Hastalığın evresine göre sorunlar değişir, ileri evrede yatakta bakım gerektiğinden buna yönelik düzenleme şarttır. Her evrede bakım veren kişiye fiziksel ve psikolojik anlamda destek gerekebilir. Bu kişilerde özellikle yalnızlarsa tükenmişlik sendromu gelişebilir. Sürekli gezinme isteği, evden uzaklaşmalar, düşmeler hastaların yaşayacağı sorunlardandır. Hastalar hırçınlık hatta saldırganlık yapabilir. İlk evrelerde yalnız yaşayan hastalarda unutkanlık nedeniyle ev içi kazalar olabilir. Ocağın açık kalması, sıcak suyla banyo yapma sık görülür. Evde bakımveren birinin varlığı destekleyicidir. Ev içinde hastalar için düzenleme gerekebilir. Akşam kapıların kilitlenmesi, balkon kapılarının iptali, odaların kapısına resimlerin asılması, okuyabilecekleri büyüklükte saatin göz hizasında bir yerde asılı olması küçük ama işe yarar önlemlerdir. Hastanın kaybolması riski için giysilerin içine ad ve adresi belirten bir yazının dikilmesi de hayat kurtarıcı olabilir.
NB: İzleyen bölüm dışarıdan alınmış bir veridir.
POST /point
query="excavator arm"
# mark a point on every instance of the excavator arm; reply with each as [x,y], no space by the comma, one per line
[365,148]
En önemli sorun erken tanıdır. Özellikle ailede bu tür sorun bulunanların belli yaşlardan sonra rutin kontrolünde fayda vardır. Alzheimer gibi genetik yönü olanlarda erken tanı da mümkün olmaktadır. Unutkanlık vb. bir belirti de yaşa göre normal olarak değerlendirilmemeli ve mutlaka araştırılmalıdır. Unutmayalım demans oluşturan bazı hastalıklar tedavisi mümkün hastalıklardır. 50 yaşından sonra zihin işleyişimiz kontrol edilmelidir. Psikiyatristinizden bunu özel olarak talep edin. Gözden kaçmamasını sağlarsınız. Demans önlenebilir bir hastalıktır. Bunama insan ömrü uzayınca kaçınılmazmış gibi gelmeye başladı. İşte bunamayı önleyebilmek ya da geciktirebilmek için 1-2 ipucu;

  • Akdeniz tipi beslenme

  • Günde 1 saat yürüyüş

  • 50 yaşından sonra yeni bir aktivite (yeni bir dil, yeni bir spor ya da yeni bir müzik aleti)

  • Sıkı sosyal ilişkiler


Depresyon Nasıl Tanınır?

Çağın önemli sorunlarından biri depresyon. Kadınlarda daha çok görülse de her iki cinsiyeti de etkiler. Depresyon tedavi edilebilir bir hastalıktır. Uzun zamandır depresyonla ilgili belirtileri olan kişiler depresyonu kişilikleri gibi algılayabilirler. Normal kabul edilen durumlar tedaviye ulaşmayı engeller. Dünyada depresyon hastalarının yarısından fazlası düzenli bir tedavi almıyor ya da hiç tedavi almıyor.  Depresyonun nasıl ortaya çıktığını bilirsek en azından ilk adımı atmış oluruz.

Depresyon belirtileri nelerdir?

  • Mutsuzluk, keder, üzüntü; siz farkedebilirsiniz ya da yakınlarınız gözlemleyebilir.

  • Enerji, istek kaybı, her zaman ilgi duyulan şeylere ilgi azalması.

  • İştahda azalma ya da tersine artma; bu durum kilo verme veya alma ile sonuçlanabilir.

  • Ölüm düşünceleri

  • Konsantrasyonda  azalma

  • Cinsel istek azalması

  • Uyku sorunları

  • Ajitasyon ya da yavaşlama

  • Değersizlik ya da suçluluk düşünceleri

Bu belirtilerden yakınıyorsanız ve yakınmalar 15 günden daha uzun sürmüşse psikiyatrik değerlendirmeye ihtiyacınız olabilir. Nasıl olsa bir şey değişmeyecek demeden uygun tedaviye bir an önce başlamak tedavinin süresini kısaltır.

Depresyon tekrarlayıcı bir hastalıktır. Atak sıklığını azaltmak için düzenli egzersiz çok faydalıdır. Pek çok bilimsel yayınla da gösterilmiştir. Doyurucu iş ve aile ilişkileri, paylaşımda bulunacak yakın arkadaşlar ve  sosyal desteğin de korumada önemli yeri vardır. Bu konularda danışma almaktan çekinmeyin.  Tedavi almak aynı diğer beyin hastalıklarında olduğu gibi utanç duymadan yapılaması gereken bir hakktır. Bazan tek bir ilaç ya da terapi seansları hayatınızda büyük değişiklik yapabilir.